Sunday, April 20, 2008

Hoping...

The children stand by the road and wait all day for a vehicle to pass by so that they can dance in the air and wave with faces glowing. I think these children should be in school but they are young and turn to explore the dirt, mud and hiding places in the tall grasses that other children, for no good reason, have been taught to fear. They know freedom as all children should know it; the endless possibilities of adventure and rapscallionism that children were meant to know.
But these children know far more. They know hunger and want where other children are drowning in frivolous desire. They drink water the color of snot and find themselves in hospitals smelling of urine, vomit and antiseptic; their hair falling out because sorghum alone has the nutritional value of sand. Their mothers sit idly by and wonder why their child has no interest in eating - they are too tired; too worn out from living on little more than a bowl of brown paste and water filled with bacteria and parasites.
I want to have hope, to believe that I am here to somehow offer these children a future that doesn’t include an empty stomach or a gun. When I drive by and see their grimy, smiling faces it gives me hope and makes me believe that there is a chance for peace in this place; that these children will grow up and find something better than what their parents have known. But when I see them lying helplessly in a hospital bed, my pessimism returns. I am reminded, as a friend of mine likes to point out, that here it only takes ten years to make a soldier; you simply take your children and give them a gun. Hatred and mistrust are taught at extremely young ages. I was recently told by a father of a ten year old that he had emphatically assured his son that one day they would shoot the enemy.

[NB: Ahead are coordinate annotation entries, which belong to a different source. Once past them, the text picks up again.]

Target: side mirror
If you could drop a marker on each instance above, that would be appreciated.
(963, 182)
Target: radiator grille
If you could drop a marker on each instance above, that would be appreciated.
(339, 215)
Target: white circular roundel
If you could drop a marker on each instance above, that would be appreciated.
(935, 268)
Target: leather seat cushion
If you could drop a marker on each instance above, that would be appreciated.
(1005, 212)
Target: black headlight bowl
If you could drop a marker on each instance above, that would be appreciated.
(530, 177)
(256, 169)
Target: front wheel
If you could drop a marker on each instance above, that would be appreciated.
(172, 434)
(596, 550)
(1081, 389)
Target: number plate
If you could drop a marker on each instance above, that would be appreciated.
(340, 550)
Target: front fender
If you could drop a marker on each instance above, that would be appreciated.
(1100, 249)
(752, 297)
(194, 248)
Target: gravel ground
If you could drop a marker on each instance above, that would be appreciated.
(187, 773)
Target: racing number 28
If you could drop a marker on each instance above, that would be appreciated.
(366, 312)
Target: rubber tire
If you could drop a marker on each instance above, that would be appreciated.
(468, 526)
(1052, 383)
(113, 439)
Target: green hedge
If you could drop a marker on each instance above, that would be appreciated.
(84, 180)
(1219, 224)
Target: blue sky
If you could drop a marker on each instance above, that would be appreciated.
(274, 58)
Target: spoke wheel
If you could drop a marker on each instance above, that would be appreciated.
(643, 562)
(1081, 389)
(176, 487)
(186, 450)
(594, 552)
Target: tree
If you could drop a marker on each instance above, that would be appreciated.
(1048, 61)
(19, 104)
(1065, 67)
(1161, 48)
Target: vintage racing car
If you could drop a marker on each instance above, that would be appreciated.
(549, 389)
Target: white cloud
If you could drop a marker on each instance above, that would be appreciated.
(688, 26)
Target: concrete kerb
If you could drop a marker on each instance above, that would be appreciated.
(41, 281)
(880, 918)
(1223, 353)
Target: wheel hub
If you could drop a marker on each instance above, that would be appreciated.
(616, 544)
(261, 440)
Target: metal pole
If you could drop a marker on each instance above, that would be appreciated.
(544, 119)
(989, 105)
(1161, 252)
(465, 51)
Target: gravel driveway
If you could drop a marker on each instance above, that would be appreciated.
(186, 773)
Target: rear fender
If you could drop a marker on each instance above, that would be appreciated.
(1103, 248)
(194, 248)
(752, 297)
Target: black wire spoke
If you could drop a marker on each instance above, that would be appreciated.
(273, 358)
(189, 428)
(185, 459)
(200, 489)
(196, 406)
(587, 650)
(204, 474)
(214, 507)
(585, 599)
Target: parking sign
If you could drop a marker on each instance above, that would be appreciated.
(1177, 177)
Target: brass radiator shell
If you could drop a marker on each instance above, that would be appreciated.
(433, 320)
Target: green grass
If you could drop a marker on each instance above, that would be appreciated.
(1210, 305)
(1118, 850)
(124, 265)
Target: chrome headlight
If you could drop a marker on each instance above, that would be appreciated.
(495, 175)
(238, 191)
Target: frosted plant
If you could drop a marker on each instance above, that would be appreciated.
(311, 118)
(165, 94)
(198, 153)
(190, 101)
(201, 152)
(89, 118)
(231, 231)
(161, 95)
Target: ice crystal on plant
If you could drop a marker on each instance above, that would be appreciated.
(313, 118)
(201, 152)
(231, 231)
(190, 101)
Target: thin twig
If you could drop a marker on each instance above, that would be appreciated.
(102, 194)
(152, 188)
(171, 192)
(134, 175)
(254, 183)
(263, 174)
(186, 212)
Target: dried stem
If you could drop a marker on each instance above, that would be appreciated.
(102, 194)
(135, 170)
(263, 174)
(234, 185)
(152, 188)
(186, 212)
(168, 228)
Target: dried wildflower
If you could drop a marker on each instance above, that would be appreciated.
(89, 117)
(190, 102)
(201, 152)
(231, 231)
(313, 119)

I don’t want to live pessimistically. I want to be a voice of hope and peace in this place. I want to claim the reconciliation that has been offered to me in Christ and live out a reconciled life in this world that we have so clearly ruined in our attempts at independence and individualism. There are so many “me” and “yous”, “uses” and “thems” in this world, I hope that, even if only in small ways, I can be a voice for peace; that I myself would be able to find the commonalities that unite us and would grasp a hold on them.
I want for those children the future that their smiles make me believe in. I want clean water and plates full of rice and beans and tomatoes. Most of all I want peace and I want the One who’s name is peace to fill this place. My hope is set that it will be so.